Quantum microphone captures extremely weak sound

  

The results have been published in Nature Physics.

The "quantum microphone" is based on a single electron transistor, that is, a transistor where the current passes one electron at a time. The acoustic waves studied by the research team propagate over the surface of a crystalline microchip, and resemble the ripples formed on a pond when a pebble is thrown into it. The wavelength of the sound is a mere 3 micrometers, but the detector is even smaller, and capable of rapidly sensing the acoustic waves as they pass by.

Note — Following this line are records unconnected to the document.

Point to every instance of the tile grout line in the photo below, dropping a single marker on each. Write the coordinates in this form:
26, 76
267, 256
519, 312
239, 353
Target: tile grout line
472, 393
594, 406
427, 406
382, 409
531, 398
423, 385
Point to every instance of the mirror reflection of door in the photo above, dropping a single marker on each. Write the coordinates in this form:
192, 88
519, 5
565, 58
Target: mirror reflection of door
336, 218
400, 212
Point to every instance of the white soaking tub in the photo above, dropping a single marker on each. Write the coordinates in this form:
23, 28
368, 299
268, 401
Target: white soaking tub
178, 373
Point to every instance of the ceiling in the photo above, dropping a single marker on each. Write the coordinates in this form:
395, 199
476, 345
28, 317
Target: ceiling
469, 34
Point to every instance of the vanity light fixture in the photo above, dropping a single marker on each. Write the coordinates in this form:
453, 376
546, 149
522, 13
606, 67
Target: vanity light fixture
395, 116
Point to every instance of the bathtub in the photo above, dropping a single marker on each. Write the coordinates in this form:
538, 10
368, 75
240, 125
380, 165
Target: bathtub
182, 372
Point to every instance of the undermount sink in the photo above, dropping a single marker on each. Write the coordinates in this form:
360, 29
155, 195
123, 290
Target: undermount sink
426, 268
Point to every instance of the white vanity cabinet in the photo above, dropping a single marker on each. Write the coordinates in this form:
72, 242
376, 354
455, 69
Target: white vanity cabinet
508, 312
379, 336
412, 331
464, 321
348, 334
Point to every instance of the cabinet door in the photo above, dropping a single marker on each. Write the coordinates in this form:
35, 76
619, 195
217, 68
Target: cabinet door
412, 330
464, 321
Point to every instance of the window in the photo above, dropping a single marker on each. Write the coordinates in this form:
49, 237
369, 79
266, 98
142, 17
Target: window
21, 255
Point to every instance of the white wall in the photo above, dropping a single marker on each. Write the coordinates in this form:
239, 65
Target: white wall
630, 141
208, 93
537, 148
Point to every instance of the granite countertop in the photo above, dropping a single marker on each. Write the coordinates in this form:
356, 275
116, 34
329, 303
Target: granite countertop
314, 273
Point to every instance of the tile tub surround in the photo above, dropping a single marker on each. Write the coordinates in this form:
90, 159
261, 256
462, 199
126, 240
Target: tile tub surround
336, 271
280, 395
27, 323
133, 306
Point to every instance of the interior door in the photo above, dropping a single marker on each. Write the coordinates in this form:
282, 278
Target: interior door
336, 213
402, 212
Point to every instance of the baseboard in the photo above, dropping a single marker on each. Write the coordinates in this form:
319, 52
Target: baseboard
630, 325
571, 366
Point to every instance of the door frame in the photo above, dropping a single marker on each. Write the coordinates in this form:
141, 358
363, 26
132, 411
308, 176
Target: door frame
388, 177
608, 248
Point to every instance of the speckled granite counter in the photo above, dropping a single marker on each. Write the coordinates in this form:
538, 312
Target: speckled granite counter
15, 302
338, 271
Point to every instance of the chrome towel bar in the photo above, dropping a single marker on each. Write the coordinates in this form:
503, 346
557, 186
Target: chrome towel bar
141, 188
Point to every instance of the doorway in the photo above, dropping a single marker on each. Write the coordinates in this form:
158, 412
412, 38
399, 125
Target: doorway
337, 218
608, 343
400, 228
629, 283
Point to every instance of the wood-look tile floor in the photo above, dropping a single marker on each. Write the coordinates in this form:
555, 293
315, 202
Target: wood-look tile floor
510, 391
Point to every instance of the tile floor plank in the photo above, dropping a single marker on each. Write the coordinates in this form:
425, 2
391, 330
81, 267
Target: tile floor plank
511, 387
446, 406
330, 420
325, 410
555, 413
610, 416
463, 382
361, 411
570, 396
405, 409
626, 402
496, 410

On the chip surface, the researchers have fabricated a three-millimeter-long echo chamber, and even though the speed of sound on the crystal is ten times higher than in air, the detector shows how sound pulses reflect back and forth between the walls of the chamber, thereby verifying the acoustic nature of the wave.

The detector is sensitive to waves with peak heights of a few percent of a proton diameter, levels so quiet that sound can be governed by quantum law rather than classical mechanics, much in the same way as light.

"The experiment is done on classical acoustic waves, but it shows that we have everything in place to begin studies of proper quantum-acoustics, and nobody has attempted that before," says Martin Gustafsson, PhD student and first author of the article.

Apart from the extreme quietness, the pitch of the waves is too high for us to hear: The frequency of almost 1 gigahertz is 21 octaves above one-lined A. The new detector is the most sensitive in the world for such high-frequency sound.